A Pirate Looks at (Almost) 40
Our former Punch Drunk columnist looks back on his atrocities.
I started writing a column for Style Weekly in 2009. I was 26 years old. For anyone who cares to remember, I wrote about all the things that a red-blooded, American 26-year-old male was supposed to be into.
Mainly I talked about drinking. A lot. I talked about bars, about cocktails, about being in bars with cocktails. The name of the column was Punch Drunk if that tells you anything. And quite honestly, at the time I didn’t know my ass from my elbows, but I wrote with some sort of style and a sharp sense of humor.
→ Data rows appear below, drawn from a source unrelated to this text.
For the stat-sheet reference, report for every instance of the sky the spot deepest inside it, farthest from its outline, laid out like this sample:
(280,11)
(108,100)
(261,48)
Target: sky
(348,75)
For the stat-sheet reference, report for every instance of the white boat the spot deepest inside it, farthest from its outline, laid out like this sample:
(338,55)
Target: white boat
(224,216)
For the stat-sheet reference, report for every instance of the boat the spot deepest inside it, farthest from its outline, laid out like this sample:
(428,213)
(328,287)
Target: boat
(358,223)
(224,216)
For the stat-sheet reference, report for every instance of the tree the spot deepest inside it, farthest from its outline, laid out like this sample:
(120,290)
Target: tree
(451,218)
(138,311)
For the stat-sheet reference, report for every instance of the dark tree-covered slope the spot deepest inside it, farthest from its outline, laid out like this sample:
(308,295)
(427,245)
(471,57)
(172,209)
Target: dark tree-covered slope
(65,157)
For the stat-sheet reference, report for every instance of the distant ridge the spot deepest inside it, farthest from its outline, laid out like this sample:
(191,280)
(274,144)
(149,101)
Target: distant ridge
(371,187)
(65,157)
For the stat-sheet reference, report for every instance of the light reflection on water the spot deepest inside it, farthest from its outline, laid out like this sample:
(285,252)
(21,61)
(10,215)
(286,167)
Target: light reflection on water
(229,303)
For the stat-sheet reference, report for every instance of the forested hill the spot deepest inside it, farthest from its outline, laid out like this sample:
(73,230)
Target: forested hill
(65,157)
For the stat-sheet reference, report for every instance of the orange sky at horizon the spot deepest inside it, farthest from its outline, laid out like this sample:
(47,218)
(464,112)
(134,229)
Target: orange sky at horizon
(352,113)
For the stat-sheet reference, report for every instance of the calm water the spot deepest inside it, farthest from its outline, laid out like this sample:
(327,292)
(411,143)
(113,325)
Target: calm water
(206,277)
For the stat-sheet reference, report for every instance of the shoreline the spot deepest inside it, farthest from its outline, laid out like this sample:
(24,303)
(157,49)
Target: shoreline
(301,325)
At least enough for then Style Weekly Editor Jason Roop to keep me around and writing a column for nine years.
During that time, I branched out and profiled a number of local luminaries for Style. Mayors, city council people, local businessmen, famous drag queens, bar owners, bartenders. So many bartenders. At the time I was a bartender all over the city, so it made sense. I was out most nights doing unspeakable things and committing atrocities that only a late-twentysomething/early-thirtysomething could. I wrote for a bar magazine in Berlin, who were kind enough to fly me out now and then. Even for a self-professed late night king, Berlin was a bit much.
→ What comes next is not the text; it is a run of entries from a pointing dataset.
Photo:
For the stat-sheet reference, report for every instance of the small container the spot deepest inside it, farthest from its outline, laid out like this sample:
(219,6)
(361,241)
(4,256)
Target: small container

As time wore on, I got a job doing morning radio with Melissa Chase on 103.7. Life got more serious as I kept writing, kept committing atrocities – but the tide was definitely ebbing. The atrocities were more like blunders now.
Eventually I fooled a woman into marrying me. Then we got a dog. Fast forward to now and I’m almost 40. I work in sales for a major corporation. I have good health insurance and a 401(k). I have to get my thyroid checked regularly because glandular issues run in my family. I get a slight headache after too much red wine. Hair has started growing on my shoulders. I don’t like it. There wasn’t any hair on my shoulders before!
What the hell happened?
I remember – vaguely, in a sort of drunken haze – a few people telling me that I would grow up and grow out of my hellraiser stage and, at the time, that was unthinkable. I’m not becoming some desk jockey who goes to his kid’s soccer games and hangs with the other dad’s in the neighborhood. I’m a rebel!
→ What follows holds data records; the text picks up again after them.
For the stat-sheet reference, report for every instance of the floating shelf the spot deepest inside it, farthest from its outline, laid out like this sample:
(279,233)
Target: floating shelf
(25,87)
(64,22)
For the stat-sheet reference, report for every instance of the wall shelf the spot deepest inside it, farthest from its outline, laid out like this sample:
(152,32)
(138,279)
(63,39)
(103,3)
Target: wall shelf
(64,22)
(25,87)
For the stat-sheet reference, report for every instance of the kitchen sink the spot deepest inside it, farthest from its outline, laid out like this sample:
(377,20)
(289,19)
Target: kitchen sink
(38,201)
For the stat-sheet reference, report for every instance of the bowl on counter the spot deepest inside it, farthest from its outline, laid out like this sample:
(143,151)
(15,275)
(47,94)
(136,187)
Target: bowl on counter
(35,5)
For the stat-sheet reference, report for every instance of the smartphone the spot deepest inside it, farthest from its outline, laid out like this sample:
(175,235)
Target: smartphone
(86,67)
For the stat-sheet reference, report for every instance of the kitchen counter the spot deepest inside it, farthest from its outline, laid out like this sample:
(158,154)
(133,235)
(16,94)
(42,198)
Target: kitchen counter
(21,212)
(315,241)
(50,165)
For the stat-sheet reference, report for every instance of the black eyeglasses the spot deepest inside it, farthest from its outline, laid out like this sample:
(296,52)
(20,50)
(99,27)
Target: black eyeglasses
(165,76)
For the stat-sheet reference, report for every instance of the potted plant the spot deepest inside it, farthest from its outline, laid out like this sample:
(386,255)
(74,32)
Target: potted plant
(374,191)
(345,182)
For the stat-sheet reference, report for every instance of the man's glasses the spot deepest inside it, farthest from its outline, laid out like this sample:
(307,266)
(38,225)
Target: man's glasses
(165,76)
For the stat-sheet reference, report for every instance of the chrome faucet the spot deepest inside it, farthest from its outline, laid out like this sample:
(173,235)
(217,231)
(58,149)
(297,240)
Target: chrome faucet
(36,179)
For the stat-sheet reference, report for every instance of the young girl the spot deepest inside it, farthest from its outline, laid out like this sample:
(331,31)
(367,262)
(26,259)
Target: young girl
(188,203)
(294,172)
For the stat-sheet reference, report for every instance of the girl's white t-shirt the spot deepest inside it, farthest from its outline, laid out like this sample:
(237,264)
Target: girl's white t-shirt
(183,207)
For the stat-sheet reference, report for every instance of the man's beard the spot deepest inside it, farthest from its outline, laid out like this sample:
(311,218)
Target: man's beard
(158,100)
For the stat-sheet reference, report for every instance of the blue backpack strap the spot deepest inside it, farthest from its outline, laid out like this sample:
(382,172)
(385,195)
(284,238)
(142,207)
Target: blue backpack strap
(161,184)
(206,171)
And while I’m not a soccer dad, I do have a desk now. Turns out those people were right.
Style Weekly is a great publication that I was fortunate to write for. It’s a real alternative news source in a city that needs it badly at times. It’s always been the little engine that could, standing up to the powerbrokers and bullies and bullshit artists and the people who needed to be stood up to. I miss being a part of that and I miss what Style Weekly stands for.
I will not miss vomiting in Fan alleys and waking up with a six-Advil headache.
Although I do it every now and then for old time’s sake.